Dans l’interview que le coordonnateur du Mouvement, Emmanuel Ouoba a accordée à Kaceto.net, il explique les motifs de cet appel à la mobilisation tout en saluant les efforts consentis par le gouvernement dans la satisfaction de leur plateforme revendicative.

Pour quels motifs raisons appelez-vous à une nouvelle manifestation le 31 juillet prochain ?

En fait, nous voulons faire le bilan de la manifestation du 24 avril dernier car très sincèrement, la plupart des nos revendications ne sont pas satisfaites. Sur certains points de notre plateforme, la situation s’est empirée notamment au plan sécuritaire où des villages entiers se vident de leurs populations. Certes, il y a eu des avancées, mais globalement, ça ne va pas.
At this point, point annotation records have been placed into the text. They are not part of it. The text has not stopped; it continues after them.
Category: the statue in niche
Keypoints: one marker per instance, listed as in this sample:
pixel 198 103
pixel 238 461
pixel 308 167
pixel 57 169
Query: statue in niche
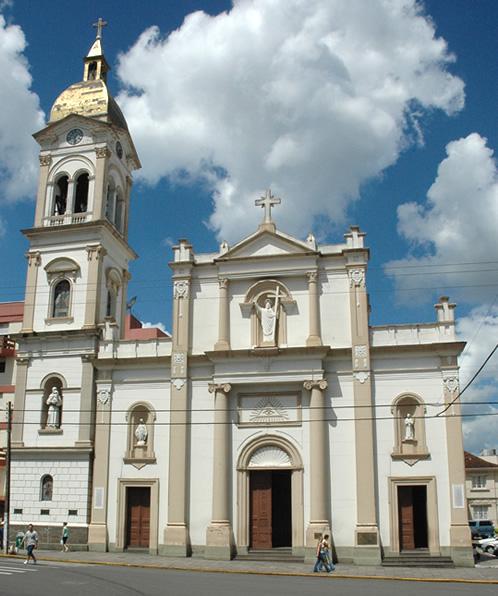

Sur la santé, il y a eu des avancées en termes de ressources humaines car 15 médecins ont été envoyés au CHR de Fada dont 11 spécialistes et 4 généralistes.
Mais il y a un bémol : le manque d’équipements pour que les spécialistes puissent faire correctement leur travail. C’est criard dans beaucoup d’unités et lors de sa visite ici, le ministre de la Santé, Charlemagne Ouédraogo nous a dit qu’il y avait un plan d’urgence pour les hôpitaux et que tout cela sera pris en compte. Reste que ce plan d’urgence doit d’abord être adopté par le ministère, ensuite qu’il soit présenté et adopté par le conseil des ministres avant sa mise en oeuvre. L’attente sera encore longue.
Depuis plusieurs mois, voire années, le CHR est confronté à des délestages récurrents alors que le groupe électrogène n’est pas en bon état pour prendre le relais. Sur ce point, également, il y a un début de solution puisque grâce au soutien du Conseil régional, un nouveau groupe électrogène a été acquis et est effectivement sur place. Il reste maintenant à l’installer et le mettre en marche, en espérant qu’il sera bien fonctionnel et que la maintenance sera bien assurée.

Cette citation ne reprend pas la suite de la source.